Ken Kelly as the curator of the worlds only Art Deco Lighting Museum , says “perhaps it will have a bit more validity than when used off-handedly by a normal dealer”. So now, “He” wants to use the word “rare”.
One of the brightest stars in our light museum is this particular light. We were lucky enough to have this one donated to the museum to help us raise funds for expansion. Okay, so what qualifies this as rare ? Well, in 42 years of collecting for the museum, we have purchased every single entity found and we only have three examples shown in the museum (a five light chandelier like this one, a three light and a sconce), and now this donation.
So…what is it ? Since it is not in any catalog or reference book that we have in our library, it needs to be attributed by the elements of its design & construction. We, probably better than most, are most able to do this.
This art deco chandelier we believe, is a presentation piece. It was probably given to outstanding dealers or wholesalers as a reward for achievement of great sales. Of course, it might also have been given to retiring executives of the company sort of like the gold watch reward. Like the quality of engraved Winchester rifles, it has an amount of detail very much above the norm for a production piece.

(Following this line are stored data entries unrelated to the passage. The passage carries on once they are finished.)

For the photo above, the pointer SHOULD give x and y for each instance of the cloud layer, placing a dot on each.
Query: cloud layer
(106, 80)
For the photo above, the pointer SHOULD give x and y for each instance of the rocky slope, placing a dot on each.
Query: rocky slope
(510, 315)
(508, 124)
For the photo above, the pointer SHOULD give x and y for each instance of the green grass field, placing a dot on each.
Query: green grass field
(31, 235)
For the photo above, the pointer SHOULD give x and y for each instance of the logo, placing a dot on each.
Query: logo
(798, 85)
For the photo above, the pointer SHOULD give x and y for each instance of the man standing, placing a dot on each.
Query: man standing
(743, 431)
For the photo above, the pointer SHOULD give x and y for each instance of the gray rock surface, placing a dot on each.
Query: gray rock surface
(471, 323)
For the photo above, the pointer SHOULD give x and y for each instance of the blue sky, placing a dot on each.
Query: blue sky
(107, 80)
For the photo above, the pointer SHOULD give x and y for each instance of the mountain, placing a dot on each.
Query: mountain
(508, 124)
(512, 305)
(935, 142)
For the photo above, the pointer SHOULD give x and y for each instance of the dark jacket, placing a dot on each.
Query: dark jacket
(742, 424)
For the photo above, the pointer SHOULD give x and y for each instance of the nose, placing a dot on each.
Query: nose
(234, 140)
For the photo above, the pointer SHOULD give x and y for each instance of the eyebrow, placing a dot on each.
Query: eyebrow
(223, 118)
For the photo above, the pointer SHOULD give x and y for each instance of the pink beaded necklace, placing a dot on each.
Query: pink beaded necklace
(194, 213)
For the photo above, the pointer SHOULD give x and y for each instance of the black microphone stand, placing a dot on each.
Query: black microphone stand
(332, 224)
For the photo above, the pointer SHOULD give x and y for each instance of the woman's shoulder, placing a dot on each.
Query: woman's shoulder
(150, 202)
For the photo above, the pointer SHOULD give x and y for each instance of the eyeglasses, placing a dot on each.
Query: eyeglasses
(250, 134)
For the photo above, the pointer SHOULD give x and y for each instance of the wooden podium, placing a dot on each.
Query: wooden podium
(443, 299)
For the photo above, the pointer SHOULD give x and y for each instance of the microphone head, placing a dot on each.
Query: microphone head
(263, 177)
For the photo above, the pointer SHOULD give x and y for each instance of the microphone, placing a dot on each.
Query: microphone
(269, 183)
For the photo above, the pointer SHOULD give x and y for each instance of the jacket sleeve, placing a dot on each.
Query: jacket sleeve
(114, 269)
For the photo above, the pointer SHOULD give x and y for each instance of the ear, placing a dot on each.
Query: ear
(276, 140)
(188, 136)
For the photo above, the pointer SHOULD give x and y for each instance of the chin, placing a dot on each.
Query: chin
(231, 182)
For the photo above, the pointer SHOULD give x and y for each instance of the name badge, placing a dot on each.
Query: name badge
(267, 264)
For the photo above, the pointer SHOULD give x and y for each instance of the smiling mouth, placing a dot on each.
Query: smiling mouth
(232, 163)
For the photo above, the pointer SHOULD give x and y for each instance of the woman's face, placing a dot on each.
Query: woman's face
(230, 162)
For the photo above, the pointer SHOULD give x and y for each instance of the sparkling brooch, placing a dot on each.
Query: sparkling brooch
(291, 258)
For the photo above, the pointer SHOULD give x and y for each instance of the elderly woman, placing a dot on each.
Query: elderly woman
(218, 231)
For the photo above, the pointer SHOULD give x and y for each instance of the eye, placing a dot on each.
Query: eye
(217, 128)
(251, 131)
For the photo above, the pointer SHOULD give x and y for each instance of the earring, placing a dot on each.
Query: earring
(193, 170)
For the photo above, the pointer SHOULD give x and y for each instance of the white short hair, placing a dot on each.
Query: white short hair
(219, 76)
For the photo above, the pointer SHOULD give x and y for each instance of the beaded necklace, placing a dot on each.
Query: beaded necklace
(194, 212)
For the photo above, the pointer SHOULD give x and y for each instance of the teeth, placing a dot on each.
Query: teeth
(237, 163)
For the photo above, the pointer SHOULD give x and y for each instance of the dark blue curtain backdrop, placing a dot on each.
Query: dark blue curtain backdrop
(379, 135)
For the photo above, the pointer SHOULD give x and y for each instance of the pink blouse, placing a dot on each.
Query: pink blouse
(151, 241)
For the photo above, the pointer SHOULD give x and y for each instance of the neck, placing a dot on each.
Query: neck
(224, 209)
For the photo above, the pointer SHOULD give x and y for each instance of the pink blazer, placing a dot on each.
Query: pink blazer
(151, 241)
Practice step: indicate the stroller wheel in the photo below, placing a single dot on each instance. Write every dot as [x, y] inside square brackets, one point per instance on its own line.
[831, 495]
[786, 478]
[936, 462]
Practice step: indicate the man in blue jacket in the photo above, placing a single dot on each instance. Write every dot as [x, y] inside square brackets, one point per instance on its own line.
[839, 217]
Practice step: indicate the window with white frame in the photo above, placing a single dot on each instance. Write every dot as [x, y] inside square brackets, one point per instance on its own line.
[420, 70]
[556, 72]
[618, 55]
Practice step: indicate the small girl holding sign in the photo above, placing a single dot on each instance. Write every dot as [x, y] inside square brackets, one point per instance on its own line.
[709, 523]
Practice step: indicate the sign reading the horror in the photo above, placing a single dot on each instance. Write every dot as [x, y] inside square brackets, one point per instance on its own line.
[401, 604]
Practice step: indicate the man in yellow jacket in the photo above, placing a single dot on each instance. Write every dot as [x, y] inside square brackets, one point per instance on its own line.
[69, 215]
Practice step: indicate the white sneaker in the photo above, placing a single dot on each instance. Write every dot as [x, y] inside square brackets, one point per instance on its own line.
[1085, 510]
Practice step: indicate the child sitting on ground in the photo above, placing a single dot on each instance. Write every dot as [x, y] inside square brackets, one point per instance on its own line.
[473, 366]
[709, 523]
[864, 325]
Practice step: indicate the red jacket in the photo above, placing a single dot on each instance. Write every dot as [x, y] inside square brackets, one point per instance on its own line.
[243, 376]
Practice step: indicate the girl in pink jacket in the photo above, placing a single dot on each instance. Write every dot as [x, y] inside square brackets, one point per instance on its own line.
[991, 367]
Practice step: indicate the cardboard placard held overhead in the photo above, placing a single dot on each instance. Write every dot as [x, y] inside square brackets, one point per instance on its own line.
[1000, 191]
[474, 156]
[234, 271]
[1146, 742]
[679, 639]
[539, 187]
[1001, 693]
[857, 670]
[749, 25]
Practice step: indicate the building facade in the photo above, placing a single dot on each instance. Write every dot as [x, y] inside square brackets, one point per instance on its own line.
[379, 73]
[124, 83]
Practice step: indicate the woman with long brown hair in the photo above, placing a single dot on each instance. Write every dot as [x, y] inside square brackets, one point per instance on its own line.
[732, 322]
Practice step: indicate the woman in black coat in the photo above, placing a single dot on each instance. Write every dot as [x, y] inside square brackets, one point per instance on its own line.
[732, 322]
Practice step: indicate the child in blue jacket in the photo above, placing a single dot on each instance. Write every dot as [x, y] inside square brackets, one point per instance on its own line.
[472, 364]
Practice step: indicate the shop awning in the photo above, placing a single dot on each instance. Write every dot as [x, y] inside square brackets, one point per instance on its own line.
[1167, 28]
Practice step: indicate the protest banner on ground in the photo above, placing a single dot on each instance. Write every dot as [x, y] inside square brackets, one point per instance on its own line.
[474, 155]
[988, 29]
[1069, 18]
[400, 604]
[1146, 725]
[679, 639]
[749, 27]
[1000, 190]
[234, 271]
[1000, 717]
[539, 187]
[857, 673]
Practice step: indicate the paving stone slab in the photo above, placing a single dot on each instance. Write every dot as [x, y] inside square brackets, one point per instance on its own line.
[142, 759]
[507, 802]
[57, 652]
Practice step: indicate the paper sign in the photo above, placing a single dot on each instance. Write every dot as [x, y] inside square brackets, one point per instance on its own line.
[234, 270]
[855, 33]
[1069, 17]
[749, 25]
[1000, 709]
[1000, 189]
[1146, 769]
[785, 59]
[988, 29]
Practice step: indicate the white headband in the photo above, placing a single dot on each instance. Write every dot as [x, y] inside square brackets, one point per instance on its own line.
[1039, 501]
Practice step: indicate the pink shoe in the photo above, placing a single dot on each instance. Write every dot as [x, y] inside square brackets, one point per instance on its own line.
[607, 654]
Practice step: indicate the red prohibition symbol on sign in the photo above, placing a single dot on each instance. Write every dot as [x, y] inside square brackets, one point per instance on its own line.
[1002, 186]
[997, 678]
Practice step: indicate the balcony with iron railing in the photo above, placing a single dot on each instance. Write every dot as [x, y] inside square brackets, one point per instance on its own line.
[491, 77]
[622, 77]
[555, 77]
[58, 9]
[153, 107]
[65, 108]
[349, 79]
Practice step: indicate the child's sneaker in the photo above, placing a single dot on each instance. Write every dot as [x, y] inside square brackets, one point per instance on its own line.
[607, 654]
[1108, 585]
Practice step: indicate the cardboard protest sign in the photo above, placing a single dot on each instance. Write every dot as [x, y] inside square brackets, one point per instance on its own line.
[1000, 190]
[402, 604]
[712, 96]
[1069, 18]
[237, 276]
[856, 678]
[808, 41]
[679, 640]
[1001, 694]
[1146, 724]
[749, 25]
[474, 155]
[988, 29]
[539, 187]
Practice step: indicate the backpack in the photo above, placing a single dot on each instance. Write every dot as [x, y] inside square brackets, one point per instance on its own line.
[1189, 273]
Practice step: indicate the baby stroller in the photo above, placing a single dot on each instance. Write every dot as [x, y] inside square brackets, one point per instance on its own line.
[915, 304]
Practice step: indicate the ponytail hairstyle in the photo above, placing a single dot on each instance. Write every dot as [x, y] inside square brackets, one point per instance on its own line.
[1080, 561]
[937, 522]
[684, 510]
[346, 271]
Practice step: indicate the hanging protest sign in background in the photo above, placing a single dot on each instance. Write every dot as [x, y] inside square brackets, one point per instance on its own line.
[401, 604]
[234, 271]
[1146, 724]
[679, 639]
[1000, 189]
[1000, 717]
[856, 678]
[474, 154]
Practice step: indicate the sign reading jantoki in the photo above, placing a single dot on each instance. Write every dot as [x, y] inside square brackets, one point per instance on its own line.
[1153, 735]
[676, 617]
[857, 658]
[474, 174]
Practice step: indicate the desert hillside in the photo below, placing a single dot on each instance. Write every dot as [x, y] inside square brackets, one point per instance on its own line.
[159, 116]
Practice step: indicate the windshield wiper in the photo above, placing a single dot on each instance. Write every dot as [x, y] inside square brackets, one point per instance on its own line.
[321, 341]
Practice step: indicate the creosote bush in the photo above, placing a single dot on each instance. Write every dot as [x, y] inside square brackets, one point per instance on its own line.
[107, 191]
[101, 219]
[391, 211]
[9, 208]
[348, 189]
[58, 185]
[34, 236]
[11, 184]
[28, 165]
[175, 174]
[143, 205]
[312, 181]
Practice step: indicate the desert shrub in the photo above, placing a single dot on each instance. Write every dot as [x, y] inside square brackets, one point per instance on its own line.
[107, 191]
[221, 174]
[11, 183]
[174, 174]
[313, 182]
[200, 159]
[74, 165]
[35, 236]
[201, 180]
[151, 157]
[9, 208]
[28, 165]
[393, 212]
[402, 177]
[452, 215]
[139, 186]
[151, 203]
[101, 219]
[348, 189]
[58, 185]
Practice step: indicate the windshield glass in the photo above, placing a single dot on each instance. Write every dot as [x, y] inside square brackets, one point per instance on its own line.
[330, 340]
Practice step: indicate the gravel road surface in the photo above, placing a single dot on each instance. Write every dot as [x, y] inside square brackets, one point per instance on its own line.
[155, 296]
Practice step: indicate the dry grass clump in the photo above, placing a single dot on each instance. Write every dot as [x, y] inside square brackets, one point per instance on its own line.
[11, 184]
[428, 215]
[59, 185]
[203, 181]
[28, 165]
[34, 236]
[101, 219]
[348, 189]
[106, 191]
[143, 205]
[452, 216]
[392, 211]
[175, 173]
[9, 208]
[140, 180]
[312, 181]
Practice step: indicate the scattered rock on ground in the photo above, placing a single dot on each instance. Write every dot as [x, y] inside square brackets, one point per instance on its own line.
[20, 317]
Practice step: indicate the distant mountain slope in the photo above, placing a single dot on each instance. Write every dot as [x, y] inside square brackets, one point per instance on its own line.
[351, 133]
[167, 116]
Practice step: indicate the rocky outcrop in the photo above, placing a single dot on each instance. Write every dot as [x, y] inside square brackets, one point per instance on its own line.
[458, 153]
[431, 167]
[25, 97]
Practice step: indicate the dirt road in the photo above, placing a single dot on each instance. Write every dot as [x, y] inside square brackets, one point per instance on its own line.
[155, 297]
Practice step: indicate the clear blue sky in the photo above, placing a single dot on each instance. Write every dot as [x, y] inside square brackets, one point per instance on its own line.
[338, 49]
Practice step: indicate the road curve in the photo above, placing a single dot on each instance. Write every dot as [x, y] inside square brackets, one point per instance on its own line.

We believe it was made by Lincoln Manufacturing who were ONE of the biggest makers of slip shade lighting in America and even sold to Sears. We “know” Lincoln design and castings quite well having handled hundreds of their various products.
Attributes we recognize different from Virden or Markel or Acme or Frankenlite or Halcolite or Globe:
1: The fixture is aluminum…Lincoln Mnf was a aluminum foundry rather than cast iron or cast zinc, or even cast bronze.
2: The design motifs and shade holding panels are similar, mechanically, to Lincoln designs such as the Fleur-de-lis.
3: The color and reliefs are similar to Lincoln designs and you can almost feel the elements from their head designer in this piece. It does go that extra mile for great design.
4: Each casting is marked with a part number. Lincoln did this exclusively and other manufacturers did this VERY seldom.
5: Only Lincoln made two other lights where the shade could be used bulb side up..or..down. We are showing both these orientations in our pictures below.
The shades are just so fantastic. Heavy custard glass with deep reliefs. Can be used two ways depending on preferences.very minor roughness in keeping with the fixture’s age. Simply “wow” pieces of glass by themselves.
Measurements & Wiring: Totally re-wired with new sockets and wire. Ready to hang and we will supply all the necessary parts to do so easily. It is 31” tall. That large finial really adds to the height. If a longer drop (height) is desired, we can add a bit of extra chain. It has an 18” diameter.
An excellent price for this RARE slip shade presentation chandelier attributed to Lincoln Mnf., Circa 1935.